- Relator(a)
- Ministra Laurita Vaz
- Órgão julgador
- Quinta Turma
- Data do julgamento
- 09/04/2013
- Data de publicação
- 17/04/2013
STJ – Acórdão, Rel. Ministra Laurita Vaz, Quinta Turma, j. 09/04/2013, p. 17/04/2013
AGRAVO REGIMENTAL EM RECURSO ESPECIAL. PENAL. FURTO. RES FURTIVA DE PEQUENO VALOR (CELULAR AVALIADO EM R$ 100,00).
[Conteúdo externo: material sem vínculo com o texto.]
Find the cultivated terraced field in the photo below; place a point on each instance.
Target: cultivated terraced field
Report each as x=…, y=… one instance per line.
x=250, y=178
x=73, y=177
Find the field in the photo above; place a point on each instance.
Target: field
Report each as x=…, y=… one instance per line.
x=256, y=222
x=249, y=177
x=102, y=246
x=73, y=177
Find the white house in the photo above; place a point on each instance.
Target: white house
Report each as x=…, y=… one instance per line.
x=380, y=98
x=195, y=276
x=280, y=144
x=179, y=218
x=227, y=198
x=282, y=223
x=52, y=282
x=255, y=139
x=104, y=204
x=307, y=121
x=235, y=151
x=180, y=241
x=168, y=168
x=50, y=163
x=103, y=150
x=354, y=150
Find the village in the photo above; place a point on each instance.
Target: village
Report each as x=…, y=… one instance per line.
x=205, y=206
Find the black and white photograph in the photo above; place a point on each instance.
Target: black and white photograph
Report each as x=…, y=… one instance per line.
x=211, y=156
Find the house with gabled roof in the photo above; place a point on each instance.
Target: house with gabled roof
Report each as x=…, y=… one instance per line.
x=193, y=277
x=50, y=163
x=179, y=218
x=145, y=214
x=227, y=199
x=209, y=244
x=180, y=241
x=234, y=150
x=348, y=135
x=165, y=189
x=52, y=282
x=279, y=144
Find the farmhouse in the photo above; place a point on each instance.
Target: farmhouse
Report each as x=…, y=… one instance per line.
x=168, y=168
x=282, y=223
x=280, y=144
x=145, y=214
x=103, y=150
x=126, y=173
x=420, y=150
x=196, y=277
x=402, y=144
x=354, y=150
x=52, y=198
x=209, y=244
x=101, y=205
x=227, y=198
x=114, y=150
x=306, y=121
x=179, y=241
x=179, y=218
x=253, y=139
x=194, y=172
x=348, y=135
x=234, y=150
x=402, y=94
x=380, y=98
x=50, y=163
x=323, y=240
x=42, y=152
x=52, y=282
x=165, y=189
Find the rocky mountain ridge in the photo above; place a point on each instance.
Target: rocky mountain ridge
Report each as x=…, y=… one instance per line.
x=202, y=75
APLICAÇÃO DO PRINCÍPIO DA INSIGNIFICÂNCIA. INVIABILIDADE. ESPECIAL REPROVABILIDADE DA CONDUTA DO AGENTE. OUTRA AÇÃO PENAL EM CURSO. PRECEDENTES DO SUPREMO TRIBUNAL FEDERAL E DO SUPERIOR TRIBUNAL DE JUSTIÇA. AGRAVO DESPROVIDO. 1. A aplicabilidade do princípio da insignificância no delito de furto é cabível quando se evidencia que o bem jurídico tutelado (no caso, o patrimônio) sofreu mínima lesão e a conduta do agente expressa pequena reprovabilidade e irrelevante periculosidade social. 2. Conforme decidido pela Suprema Corte, "[o] princípio da insignificância não foi estruturado para resguardar e legitimar constantes condutas desvirtuadas, mas para impedir que desvios de condutas ínfimas, isoladas, sejam sancionados pelo direito penal, fazendo-se justiça no caso concreto. Comportamentos contrários à lei penal, mesmo que insignificantes, quando constantes, devido a sua reprovabilidade, perdem a característica de bagatela e devem se submeter ao direito penal" (STF, HC 102.088/RS, 1.ª Turma, Rel. Min. CÁRMEN LÚCIA, DJe de 21/05/2010). 3. Na hipótese dos autos, a despeito do reduzido valor da res furtiva - no caso, celular avaliado em R$ 100,00 -, não ocorre o desinteresse estatal à repressão do delito praticado pela Recorrente, ainda que tenha sido absolvida em uma das ações penais, pois ainda subsiste a outra ação em curso. 4. Desse modo, conclui-se que o pequeno valor da vantagem patrimonial ilícita não se traduz, automaticamente, no reconhecimento do crime de bagatela. 5. Decisão agravada que se mantém pelos seus próprios fundamentos. 6. Agravo regimental desprovido. (AgRg no REsp n. 1.341.473/MS, relatora Ministra Laurita Vaz, Quinta Turma, julgado em 9/4/2013, DJe de 17/4/2013.)